The wise old soul part of me, knows seeking validation from people, is not wise, is not needed and the only person I need validation from, is Jesus. And myself.
But, the hurt inner child needs I have, means I do seek validation, and I always have.
I have a habit now, of adding comments that professionals have stated about what I write, to my posts. I just did this. And stopped and thought about why I am doing this.
It’s that need, not only for myself to have that validation from professional people that I do have insight and intelligence, but also to show others this too. I always have that underlying fear that people think badly of me.
I know why I do this. Too many people putting me down all my life. Too much abuse. Too many treating like I am unworthy of anything good. Too many calling me crazy and all the other names I have endured.My inner child, seeking that validation, I never received from all the significant people in my life.
I don’t want the validation to boost an inflated ego. I want the validation to give me some sense of knowing I am worthy of being listened to. Believed. Understood. Seen as intelligent. Not treated like I have no opinion. Not treated like an idiot because I have the courage to be honest about having CPTSD.
Not to feel better than anyone else. But, so my inner child knows she is ‘as worthy’ as everyone else.

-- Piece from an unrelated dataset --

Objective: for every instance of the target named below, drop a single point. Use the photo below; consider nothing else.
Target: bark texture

I know I ‘shouldn’t need this. I’m 43 years old. But, my inner child needs it. And I recognise those needs, those unhealed wounds. And they are there all the time. Now I don’t ignore them, or suppress them anymore.

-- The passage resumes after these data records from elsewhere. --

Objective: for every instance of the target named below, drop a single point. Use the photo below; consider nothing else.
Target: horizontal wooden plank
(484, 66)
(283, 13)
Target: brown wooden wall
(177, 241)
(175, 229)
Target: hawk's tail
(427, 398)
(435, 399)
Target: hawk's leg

I do know myself well and honest to say – until these inner child, unmet needs, are healed, I will keep needing re-assurance and validation.
I constantly have these conflicts within myself.
My wise old soul knowing one thing.
My inner child needing the opposite.
That continuing pulling me in different directions, like a tug of war. *sigh.
December 17, 2014 at 6:33 am
I’m right there with you. I developed insight in order to escape being blamed and scapegoated my entire life. If I can figure out what motivates a person to do something bad to me it means it’s not me who’s bad after all. I don’t think I could live with it otherwise. I have the ability to unmask people who are trying to scapegoat or blame me and wow, nothing makes a person angrier than having the truth pointed out. But being scapegoated angers me to the point where I have to say what’s happening, even if that means that person isn’t going to stay. Who needs someone who scapegoats us anyway?